I really liked this. It could use a little polishing to get rid of little grammatical errors or missing quotation marks and it will be a flawless gem.

I really liked how this takes a creative and unique look to Pinkie's behaviors and gives them deeper roots. She doesn't bounce just because she is a pink ball of boundless energy, but it is a way of her dealing with a handicap that life has dealt her. This is never addressed in the show (of course, because this is 99% not canon), but if it were so, her positivity, love of life, and lack of complaining about her condition or using it as a crutch makes her a much more powerful and admirable character.

You know what? *BING* I just made this story a part of my head-canon.

Pinkie Pie, you are a wonderful mare.


Ya, being dyslexic and not caring about English as much until I was away from teachers.

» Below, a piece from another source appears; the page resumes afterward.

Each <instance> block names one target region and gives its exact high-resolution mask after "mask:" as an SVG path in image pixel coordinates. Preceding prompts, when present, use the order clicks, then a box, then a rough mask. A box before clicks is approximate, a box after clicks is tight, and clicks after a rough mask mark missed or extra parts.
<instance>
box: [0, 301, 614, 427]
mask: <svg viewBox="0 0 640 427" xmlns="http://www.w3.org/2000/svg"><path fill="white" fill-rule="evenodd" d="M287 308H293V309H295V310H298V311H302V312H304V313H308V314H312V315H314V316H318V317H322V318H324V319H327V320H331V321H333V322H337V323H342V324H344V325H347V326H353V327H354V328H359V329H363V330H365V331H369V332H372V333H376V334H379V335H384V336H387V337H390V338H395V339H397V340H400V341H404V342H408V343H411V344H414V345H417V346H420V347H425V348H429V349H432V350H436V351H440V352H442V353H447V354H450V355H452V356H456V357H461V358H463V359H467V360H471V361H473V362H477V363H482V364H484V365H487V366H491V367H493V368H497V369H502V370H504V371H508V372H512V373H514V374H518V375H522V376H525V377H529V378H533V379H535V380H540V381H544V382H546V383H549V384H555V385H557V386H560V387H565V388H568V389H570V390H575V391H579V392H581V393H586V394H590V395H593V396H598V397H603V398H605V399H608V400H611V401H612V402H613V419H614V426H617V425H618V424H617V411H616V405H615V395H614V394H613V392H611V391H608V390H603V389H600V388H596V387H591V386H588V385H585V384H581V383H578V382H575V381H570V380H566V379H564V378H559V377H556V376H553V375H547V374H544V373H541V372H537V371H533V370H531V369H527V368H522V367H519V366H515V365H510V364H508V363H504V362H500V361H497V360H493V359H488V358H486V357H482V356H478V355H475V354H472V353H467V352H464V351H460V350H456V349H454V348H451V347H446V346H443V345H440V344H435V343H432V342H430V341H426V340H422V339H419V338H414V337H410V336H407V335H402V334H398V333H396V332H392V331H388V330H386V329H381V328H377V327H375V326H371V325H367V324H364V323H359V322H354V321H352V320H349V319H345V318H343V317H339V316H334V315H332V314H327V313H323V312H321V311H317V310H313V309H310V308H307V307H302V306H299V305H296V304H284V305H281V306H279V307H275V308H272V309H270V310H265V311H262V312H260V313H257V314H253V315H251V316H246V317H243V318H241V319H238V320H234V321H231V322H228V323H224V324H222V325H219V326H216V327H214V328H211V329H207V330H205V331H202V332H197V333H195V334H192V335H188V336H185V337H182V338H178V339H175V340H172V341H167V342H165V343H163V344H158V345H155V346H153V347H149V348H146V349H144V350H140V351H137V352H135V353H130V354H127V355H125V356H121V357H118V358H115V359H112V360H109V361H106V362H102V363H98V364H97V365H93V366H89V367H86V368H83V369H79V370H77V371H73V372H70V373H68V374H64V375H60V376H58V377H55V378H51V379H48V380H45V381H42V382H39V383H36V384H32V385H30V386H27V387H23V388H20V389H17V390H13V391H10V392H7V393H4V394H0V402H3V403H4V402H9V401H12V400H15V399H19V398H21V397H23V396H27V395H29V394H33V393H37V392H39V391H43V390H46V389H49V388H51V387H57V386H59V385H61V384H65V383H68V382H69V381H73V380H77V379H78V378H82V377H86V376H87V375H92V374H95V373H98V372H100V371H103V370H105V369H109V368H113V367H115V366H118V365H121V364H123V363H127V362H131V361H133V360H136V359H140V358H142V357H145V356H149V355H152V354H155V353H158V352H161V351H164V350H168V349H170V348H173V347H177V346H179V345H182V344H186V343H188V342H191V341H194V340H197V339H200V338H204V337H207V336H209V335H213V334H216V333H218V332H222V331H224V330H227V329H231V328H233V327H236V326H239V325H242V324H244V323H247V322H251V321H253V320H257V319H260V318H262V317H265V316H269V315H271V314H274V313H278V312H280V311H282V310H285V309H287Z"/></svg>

Still, I had people look over it. If you want to point out any of the errors it would be much appreciated.

I really liked how you read into it, and I am glad I could effect your view of a cannon character so much, honored really.

Then again you've lost your marbles but hey, it's still something.

This is so good! FAVORITE TIME!!!

The Seattle's Angels quote you use in the longdesc pretty much matches my own feelings about this fic: it's a nice, fitting origin story for Pinkie, only slightly let down by the density of some of the prose. Worth a like, though. :twilightsmile:

My Google-fu must be very weak if you meant the name of her condition. I tried two different online translators, plus searching it outright and got nothing that seemed useful. Mine sharing in a spoiler?